I never abused klonopin, nor did I crave it. I took it as directed as I was told I had a “bad brain” and I would need the drug for the rest of my life. Psychiatrists like to compare what they feel is the need for a benzo like a diabetic needs insulin, even though there are no tests to prove that anyone has a “benzo deficiency.” I was put on Klonopin because I had anxiety attacks and was anxious. I had a great deal of trauma in my life when I turned to a doctor to help me. Over the years I began to have medical issues that I now know where directly related to Klonopin and tolerance withdrawal.
I no longer have IBS, bladder problems, stomach problems, or exercise intolerance.
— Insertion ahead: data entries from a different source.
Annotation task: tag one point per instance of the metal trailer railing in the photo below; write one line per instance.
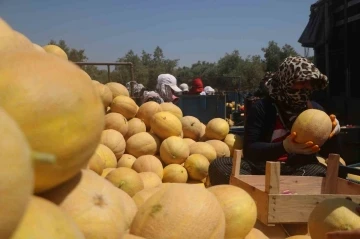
(108, 64)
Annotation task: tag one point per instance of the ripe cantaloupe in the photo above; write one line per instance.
(202, 211)
(191, 127)
(189, 141)
(204, 149)
(106, 155)
(127, 160)
(43, 220)
(96, 164)
(115, 141)
(233, 141)
(17, 177)
(104, 92)
(165, 124)
(150, 179)
(217, 128)
(148, 163)
(116, 122)
(174, 109)
(117, 89)
(96, 206)
(66, 109)
(175, 173)
(126, 179)
(135, 126)
(312, 125)
(239, 208)
(222, 150)
(124, 105)
(174, 150)
(333, 215)
(197, 166)
(56, 50)
(142, 143)
(147, 110)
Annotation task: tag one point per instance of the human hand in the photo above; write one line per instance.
(353, 234)
(335, 126)
(291, 146)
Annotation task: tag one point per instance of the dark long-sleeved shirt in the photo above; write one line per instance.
(259, 126)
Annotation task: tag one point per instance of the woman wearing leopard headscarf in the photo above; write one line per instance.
(268, 124)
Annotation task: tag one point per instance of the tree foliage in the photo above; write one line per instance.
(232, 71)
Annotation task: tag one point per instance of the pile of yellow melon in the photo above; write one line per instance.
(81, 160)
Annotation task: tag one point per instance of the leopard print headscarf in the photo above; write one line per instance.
(292, 102)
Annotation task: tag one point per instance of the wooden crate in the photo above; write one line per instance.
(275, 207)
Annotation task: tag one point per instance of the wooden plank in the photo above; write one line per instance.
(296, 184)
(272, 178)
(260, 198)
(330, 184)
(297, 208)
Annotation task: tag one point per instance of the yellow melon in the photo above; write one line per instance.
(124, 105)
(56, 50)
(39, 48)
(43, 220)
(143, 195)
(116, 122)
(312, 125)
(117, 89)
(126, 179)
(148, 163)
(204, 149)
(142, 143)
(165, 124)
(333, 215)
(191, 127)
(126, 160)
(239, 208)
(104, 92)
(174, 150)
(189, 141)
(147, 110)
(96, 164)
(256, 234)
(96, 206)
(165, 210)
(106, 171)
(17, 176)
(69, 117)
(217, 128)
(107, 156)
(135, 126)
(175, 173)
(115, 141)
(222, 150)
(174, 109)
(197, 166)
(150, 179)
(233, 141)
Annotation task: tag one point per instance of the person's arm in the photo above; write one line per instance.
(255, 149)
(332, 145)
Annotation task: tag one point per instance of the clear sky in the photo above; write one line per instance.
(184, 29)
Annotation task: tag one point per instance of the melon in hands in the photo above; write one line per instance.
(312, 125)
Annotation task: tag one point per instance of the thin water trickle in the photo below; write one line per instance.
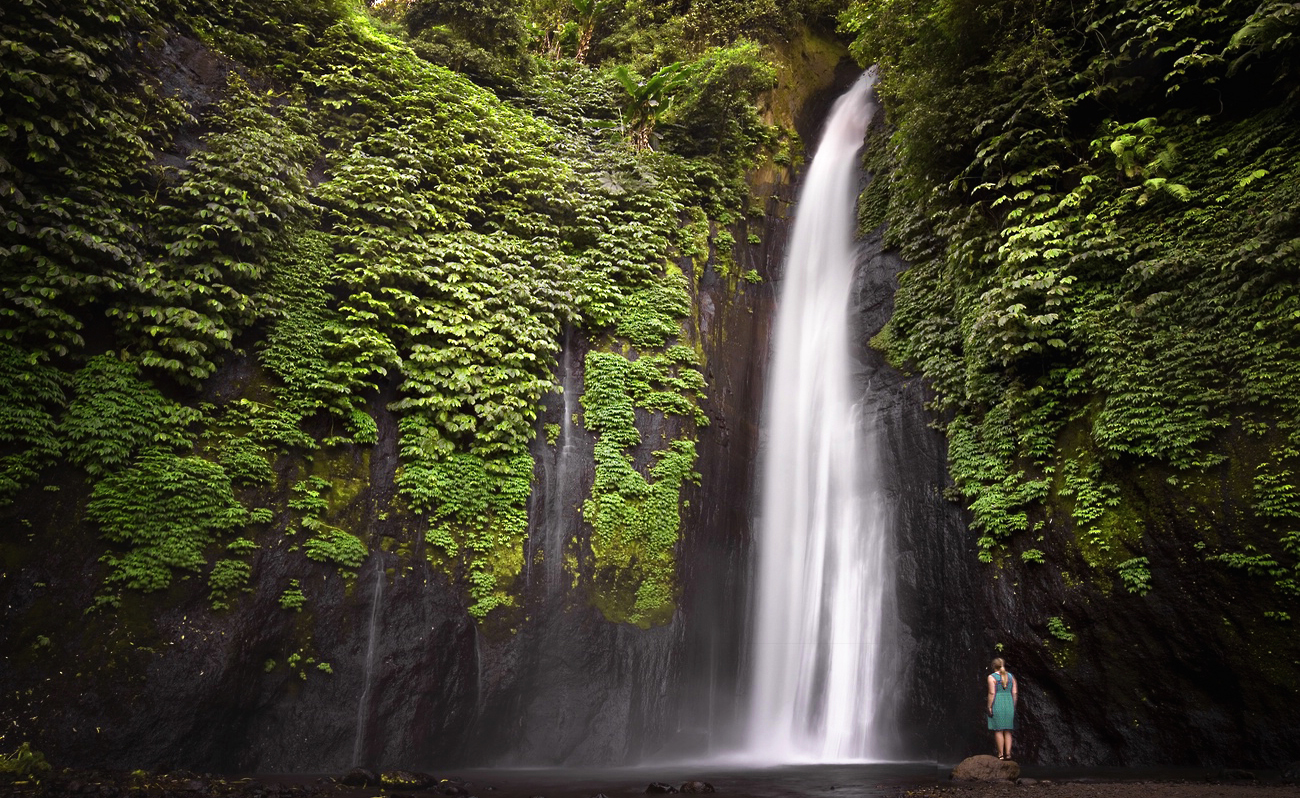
(553, 551)
(363, 703)
(822, 573)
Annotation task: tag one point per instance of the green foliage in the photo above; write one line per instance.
(1091, 200)
(485, 39)
(30, 395)
(716, 111)
(479, 511)
(1057, 629)
(226, 577)
(24, 763)
(645, 96)
(163, 511)
(375, 225)
(293, 597)
(635, 516)
(333, 545)
(1135, 575)
(113, 415)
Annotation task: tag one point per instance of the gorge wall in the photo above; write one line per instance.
(286, 302)
(289, 530)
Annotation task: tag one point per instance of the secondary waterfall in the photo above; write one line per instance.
(822, 573)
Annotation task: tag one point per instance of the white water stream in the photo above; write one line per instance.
(817, 688)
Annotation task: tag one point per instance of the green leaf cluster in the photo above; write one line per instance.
(1099, 204)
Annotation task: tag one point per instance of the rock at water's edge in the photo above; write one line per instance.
(986, 768)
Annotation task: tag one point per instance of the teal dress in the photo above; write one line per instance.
(1004, 706)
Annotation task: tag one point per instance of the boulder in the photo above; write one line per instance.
(360, 777)
(986, 768)
(406, 780)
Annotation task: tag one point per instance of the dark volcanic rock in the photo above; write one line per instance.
(986, 768)
(406, 780)
(360, 777)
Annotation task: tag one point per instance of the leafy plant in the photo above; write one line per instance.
(645, 98)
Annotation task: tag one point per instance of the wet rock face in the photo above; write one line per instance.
(932, 649)
(1188, 673)
(986, 768)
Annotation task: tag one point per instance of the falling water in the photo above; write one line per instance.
(363, 703)
(822, 576)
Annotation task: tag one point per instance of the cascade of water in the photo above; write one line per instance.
(553, 556)
(822, 573)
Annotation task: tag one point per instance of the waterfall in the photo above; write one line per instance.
(822, 585)
(363, 702)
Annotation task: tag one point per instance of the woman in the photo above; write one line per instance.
(1001, 707)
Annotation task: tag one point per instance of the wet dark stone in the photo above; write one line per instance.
(986, 768)
(406, 780)
(360, 777)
I don’t have burning pain in my esophagus. Nor do I have the weird balance issues I had while taking Klonopin.
I am still healing, no doubt, but I am starting to feel more hope than despair, and joy is creeping back in. I feel almost childlike at times as I look at the world through new eyes. I have waited a very long time to feel this hopeful about my healing and my future.
Benzo withdrawal syndrome is a very well documented set of symptoms and experiences from people who have struggled to heal from it.
Most doctors are ignorant about it, telling patients that their problems are all in their heads, or that their underlying condition has returned.
If you or someone you love is on a benzo, I hope you will research the drug and the complications that can occur getting free from it.
For those finding your way out of the darkness and into the light, keep fighting!
One day, benzo withdrawal syndrome will end. I am looking forward to that day!!